Patient release controversy grows
Nicolas Iwamoto says attacker’s rights outweigh victim’s rights
Benjamin Davis was found to be insane when he stabbed two men on the Koko Head trail and threw one of them off the ridge three years ago.
Davis was committed to the state hospital for treatment.
Nicolas Iwamoto, one of his victims, is outraged that he wasn’t allowed any input into whether Davis should be allowed to walk free on campus.
”It would have been nice to tell the victims, but I guess we have no rights to testify," Iwamoto said.
Iwamoto was stabbed 18 times, suffered a broken neck and two punctured lungs.
He is still is unable to work or go to school, and called the judicial system, a joke.
"Why not, since he was crazy when he tried to murder me in the most violent way imaginable, since he is mentally healthy, why not put him behind bars and he can do his time," said Iwamoto.
Then, Iwamoto suggests Davis can take English classes online.
Community college students on hand for freshman orientation were surprised to learn of the growing controversy.
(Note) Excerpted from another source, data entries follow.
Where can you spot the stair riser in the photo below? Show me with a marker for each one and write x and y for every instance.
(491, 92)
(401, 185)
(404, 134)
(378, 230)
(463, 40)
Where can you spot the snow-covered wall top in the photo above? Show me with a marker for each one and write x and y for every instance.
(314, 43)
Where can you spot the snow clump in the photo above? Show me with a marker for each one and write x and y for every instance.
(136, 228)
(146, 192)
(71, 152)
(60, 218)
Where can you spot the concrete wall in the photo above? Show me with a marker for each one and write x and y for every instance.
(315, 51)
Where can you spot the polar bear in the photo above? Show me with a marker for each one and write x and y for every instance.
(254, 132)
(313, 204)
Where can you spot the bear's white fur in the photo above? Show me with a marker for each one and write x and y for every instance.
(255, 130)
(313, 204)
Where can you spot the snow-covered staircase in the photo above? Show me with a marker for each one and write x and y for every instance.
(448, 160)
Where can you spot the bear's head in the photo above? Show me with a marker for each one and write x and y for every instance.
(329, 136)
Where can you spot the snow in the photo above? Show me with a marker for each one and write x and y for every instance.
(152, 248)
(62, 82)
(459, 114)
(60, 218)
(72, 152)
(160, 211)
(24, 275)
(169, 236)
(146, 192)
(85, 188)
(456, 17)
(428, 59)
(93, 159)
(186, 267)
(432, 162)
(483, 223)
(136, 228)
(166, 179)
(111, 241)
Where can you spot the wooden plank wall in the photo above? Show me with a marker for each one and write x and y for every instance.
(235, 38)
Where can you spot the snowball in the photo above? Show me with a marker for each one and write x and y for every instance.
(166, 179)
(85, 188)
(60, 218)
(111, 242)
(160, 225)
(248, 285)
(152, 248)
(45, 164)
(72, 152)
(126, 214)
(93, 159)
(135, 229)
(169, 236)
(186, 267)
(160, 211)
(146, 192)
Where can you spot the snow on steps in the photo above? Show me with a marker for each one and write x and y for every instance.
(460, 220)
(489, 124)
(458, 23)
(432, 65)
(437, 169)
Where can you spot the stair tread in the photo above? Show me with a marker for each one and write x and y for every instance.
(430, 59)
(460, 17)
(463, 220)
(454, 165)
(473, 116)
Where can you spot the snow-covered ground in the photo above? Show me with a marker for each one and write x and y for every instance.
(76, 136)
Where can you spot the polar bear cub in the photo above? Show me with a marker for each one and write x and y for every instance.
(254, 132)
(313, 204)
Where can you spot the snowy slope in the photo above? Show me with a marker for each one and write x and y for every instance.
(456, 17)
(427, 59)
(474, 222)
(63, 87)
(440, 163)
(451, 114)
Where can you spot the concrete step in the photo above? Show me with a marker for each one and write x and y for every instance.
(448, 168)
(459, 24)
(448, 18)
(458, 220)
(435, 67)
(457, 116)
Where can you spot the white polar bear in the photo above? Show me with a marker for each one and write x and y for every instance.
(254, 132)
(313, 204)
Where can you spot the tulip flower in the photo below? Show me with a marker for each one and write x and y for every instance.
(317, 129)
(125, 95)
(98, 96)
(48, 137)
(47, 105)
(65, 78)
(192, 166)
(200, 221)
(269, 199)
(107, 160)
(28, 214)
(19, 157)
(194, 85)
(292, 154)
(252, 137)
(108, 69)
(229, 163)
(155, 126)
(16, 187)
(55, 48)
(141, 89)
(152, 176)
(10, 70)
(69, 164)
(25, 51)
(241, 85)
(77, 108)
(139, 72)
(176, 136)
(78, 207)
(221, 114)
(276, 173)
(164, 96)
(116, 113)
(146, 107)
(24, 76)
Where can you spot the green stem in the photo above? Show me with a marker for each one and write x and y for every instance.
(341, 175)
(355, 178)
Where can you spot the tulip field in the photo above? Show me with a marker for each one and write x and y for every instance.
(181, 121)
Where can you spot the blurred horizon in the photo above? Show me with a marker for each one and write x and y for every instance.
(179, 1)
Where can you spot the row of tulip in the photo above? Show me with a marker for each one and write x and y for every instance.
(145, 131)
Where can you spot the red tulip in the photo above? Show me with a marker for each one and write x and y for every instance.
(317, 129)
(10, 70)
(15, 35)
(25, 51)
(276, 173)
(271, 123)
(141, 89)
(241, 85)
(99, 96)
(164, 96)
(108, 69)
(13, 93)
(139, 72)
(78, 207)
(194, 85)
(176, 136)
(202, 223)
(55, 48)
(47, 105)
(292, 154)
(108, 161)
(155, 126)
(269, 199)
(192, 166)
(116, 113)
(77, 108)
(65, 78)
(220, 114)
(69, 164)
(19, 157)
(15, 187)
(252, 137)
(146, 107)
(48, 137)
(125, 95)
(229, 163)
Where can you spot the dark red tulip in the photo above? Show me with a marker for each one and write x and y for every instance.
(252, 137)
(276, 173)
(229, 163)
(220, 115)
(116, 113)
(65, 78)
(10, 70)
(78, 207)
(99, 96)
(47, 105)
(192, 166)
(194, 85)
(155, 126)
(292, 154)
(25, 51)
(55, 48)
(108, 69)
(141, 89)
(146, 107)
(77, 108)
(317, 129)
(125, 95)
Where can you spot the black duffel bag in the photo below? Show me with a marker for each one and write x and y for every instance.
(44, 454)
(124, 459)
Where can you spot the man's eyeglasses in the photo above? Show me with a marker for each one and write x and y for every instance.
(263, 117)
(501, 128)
"I am actually pretty alarmed at this. That can actually be risky for all of us," said one student who only wanted to be identified by his first name, Sam.
He suggested Davis be provided a tutor.
Another student who said he just started attending Windward Community College this summer was also concerned.
"If he doesn't bother anyone, or bother me than fine, as long as he doesn't go nuts. If anything happens to us then the college is liable and whoever said he was okay is liable," said Micha Palikiko.
The city prosecutor’s office said Davis will be allowed to attend classes two days a week and will have to sign in and out.
Davis will also be subject to random searches and drug testing, and will be prohibited from possessing any firearms.
University officials met Thursday to talk about their options, but said until they see the official court order, they weren’t ready to release specifics about their plan.
"We will obey a court order, but we will take special steps to ensure the safety of everyone involved," said Chancellor Doug Dykstra.
Dykstra said the university only recently found out that Davis had been taking non- credit classes on campus since last fall, but under supervision of a guard.
When asked about whether it might be in Davis' interest and safety to continue with supervision, state hospital officials said they could not comment specifically on any case, but said they are sensitive to community concerns and were prepared to take action to change any treatment plan at any time.